L’exposition Les Êtres Lieux, dont vous avez réalisé le commissariat, s’est ouverte le 23 juin à la Maison de la Culture du Japon à Paris. Quels en sont les grands axes ?
Cette exposition aspire à faire dialoguer ensemble plusieurs générations d’artistes, de différentes origines géographiques, qui ont pourtant toutes un lien avec le Japon, et dont le travail s’ancre fortement dans un territoire. Elle questionne comment leurs milieux de vie informent et transforment leurs pratiques artistiques, à travers différents médiums. Les Êtres Lieux présente ainsi le travail d’artistes, marqués pour certains par les crises environnementales, pour d’autres par les liens affectifs ou historiques qui les relient à ces milieux fragilisés, que ce soit à l’échelle de la famille ou d’une communauté.
Quels artistes y sont exposés ? À quels types d'œuvres faut-il s’attendre ?
L’exposition réunit quatre artistes qui ont chacun un médium d’expression différent. L’idée étant d’articuler ces pratiques pour voir comment elles dialoguent et se complètent. On y trouve par exemple une archive photographique de Tazuko Masuyama, une agricultrice et aubergiste dont le travail est présenté pour la première fois en France. Elle documente la vie dans un village de montagne de la région centrale du Japon. C’est un projet de barrage qui l’a décidée à prendre son appareil photo, pour capter quelque chose de ce territoire avant qu’il ne disparaisse, comme une forme de résistance à l’oubli. Pendant 35 années, elle va prendre près de 100.000 photographies. C’est un témoignage inestimable sur la vie d’un village, fondé sur des principes communautaires, et une histoire universelle sur comment la main de l’homme peut entièrement bouleverser un environnement.
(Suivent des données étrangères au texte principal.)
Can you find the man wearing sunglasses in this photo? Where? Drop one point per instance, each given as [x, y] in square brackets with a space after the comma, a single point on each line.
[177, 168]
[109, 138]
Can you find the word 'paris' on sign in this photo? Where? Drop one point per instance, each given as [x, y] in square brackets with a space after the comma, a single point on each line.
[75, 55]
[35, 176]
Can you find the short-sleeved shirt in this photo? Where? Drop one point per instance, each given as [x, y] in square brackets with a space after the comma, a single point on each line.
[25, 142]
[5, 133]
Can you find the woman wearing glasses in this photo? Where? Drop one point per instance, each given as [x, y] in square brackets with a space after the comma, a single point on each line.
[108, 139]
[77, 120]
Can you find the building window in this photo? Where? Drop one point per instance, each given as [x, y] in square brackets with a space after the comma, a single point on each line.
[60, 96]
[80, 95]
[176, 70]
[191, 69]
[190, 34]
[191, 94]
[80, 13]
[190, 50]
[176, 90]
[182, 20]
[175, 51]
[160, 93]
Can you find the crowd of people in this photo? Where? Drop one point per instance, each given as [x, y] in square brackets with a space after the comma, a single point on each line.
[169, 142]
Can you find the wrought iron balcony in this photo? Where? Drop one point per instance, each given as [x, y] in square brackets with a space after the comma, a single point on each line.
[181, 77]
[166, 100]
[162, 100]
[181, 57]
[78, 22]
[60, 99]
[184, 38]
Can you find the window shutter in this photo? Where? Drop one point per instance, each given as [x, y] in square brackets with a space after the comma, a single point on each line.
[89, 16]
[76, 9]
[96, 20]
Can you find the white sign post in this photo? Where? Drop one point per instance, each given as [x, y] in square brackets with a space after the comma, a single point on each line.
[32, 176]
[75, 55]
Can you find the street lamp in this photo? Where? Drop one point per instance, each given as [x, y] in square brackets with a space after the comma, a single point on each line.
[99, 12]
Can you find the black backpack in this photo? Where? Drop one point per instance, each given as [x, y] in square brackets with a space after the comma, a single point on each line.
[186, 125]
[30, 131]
On trouve également dans ce parcours une installation vidéo d’Amie Barouh, une jeune artiste franco-japonaise qui a réalisé un travail de montage à partir d’archives familiales. Contre-Chant interroge comment l’enfance s’ancre dans des lieux et entre en résonance avec un destin collectif.
Sara Ouhaddou, qui est franco-marocaine, travaille entre l’Atlas marocain et la région Aomori, au nord du Japon. Sa pièce Atlas/Aomori découle d’une enquête sur les premières formes pictographiques, et remet ainsi en mouvement ces deux territoires, en prélevant des signes et des symboles issus de différentes géographies pour les faire entrer en dialogue.
Enfin, Yukihisa Isobe, né en 1935, est un artiste précurseur sur la question de la planification écologique. Dans l’exposition, on trouve l’œuvre Energy of the City of Paris, issue d’une longue série intitulée Contexte écologique, sorte de cartographie subjective qui nous rappelle notre coexistence avec les éléments naturels.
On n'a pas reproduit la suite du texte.